First, for its deterministic system (1.1), the local asymptotic stability of equilibria are obtained. Then for the stochastic system (1.2), we characterize the vegetation stability from both long-term and transient behavior perspectives. For the long-term behavior of vegetation, we obtain sufficient condition \({\mathscr {R}}_0^H>1\) for the existence and uniqueness of an ergodic stationary distribution \(\varpi (\cdot )\). This implies that the vegetation will be persistent when \({\mathscr {R}}_0^H>1\). Moreover, we define a quasi-endemic equilibrium \({\overline{D}}^*\) of system (1.2). A novelty of this paper is that it theoretically derives an approximate expression (4.8) of the probability density function of the distribution \(\varpi (\cdot )\) around the equilibrium \({\overline{D}}^*\), and it has numerically shown that the local approximate density function \({\mathbb {k}}(\cdot )\) in (4.8) has a good global fitting effect for the density function of the distribution \(\varpi (\cdot )\) under some small stochastic noises (see Figs. 79, 15). For the transient behavior of vegetation, we establish sufficient condition \({\mathscr {R}}_0^E<1\) for the exponential extinction of vegetation. Another novelty of this paper is that it derives the exact expression of the probability of vegetation extinction at any given time under \({\mathscr {R}}_0^E<1\). Moreover, the maximum vegetation extinction time \(t_{\epsilon }^{(1-\delta )}\) in the sense of at least probability \(1-\delta \) is obtained, and its rationality is verified based on some actual data from semi-arid ecosystems. Finally, both the theoretical results and numerical simulations show that the stochastic noises have a negative effect on vegetation density and stability, and may even lead to vegetation extinction. Thus, in practical terms, it is necessary to measure the environmental noise intensity to better monitor vegetation state and provide some effective strategies to maintain vegetation stability (via Theorems 3.14.15.1).
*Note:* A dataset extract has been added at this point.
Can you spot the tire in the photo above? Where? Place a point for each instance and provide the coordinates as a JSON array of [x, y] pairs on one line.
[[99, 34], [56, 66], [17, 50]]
Several remaining interesting but challenging issues deserve further consideration. First, a value gap exists between the parameters \({\mathscr {R}}_0^H\) and \({\mathscr {R}}_0^E\). In other words, for some sets of parameters satisfying neither Theorem 3.1 (\({\mathscr {R}}_0^H>1\)) nor Theorem 5.1 (\({\mathscr {R}}_0^E<1\)), the dynamical behavior of vegetation of system (1.2) is unknown. Thus, we need to explore other effective ways to close this value gap in the future. Second, the numerical simulations show a good global fitting effect of the local approximate density function \({\mathbb {k}}(P,W,S)\) for some small stochastic noises. For better practical application, we need to investigate the continuous dependence on small stochastic noises of solution for Fokker–Planck equation, to obtain the global approximation error between \({\mathbb {k}}(P,W,S)\) and the realistic density function of the distribution \(\varpi (\cdot )\) for the same initial distribution. This work is currently underway. Certainly, for some large stochastic noises, the corresponding approximate density function with good fitting effect should also be investigated and constructed. Furthermore, it is interesting to introduce other types of stochastic noise, such as impulsive perturbations (Zhang et al. 2020a; Wang et al. 2014), mean-reverting Ornstein–Uhlenbeck processes (Pan et al. 2022; Zhang and Yuan 2021; Zhao et al. 2015), colored noises (Zhang et al. 2020; Zhou et al. 2021), into system (1.2). The motivation is that the dynamics of vegetation may encounter sudden environmental changes and human interventions (Pan et al. 2020). To this end, based on the actual situation of different arid ecosystems, the corresponding vegetation–water system with suitable type of stochastic noise should be established and analyzed, and that is one of our future research directions.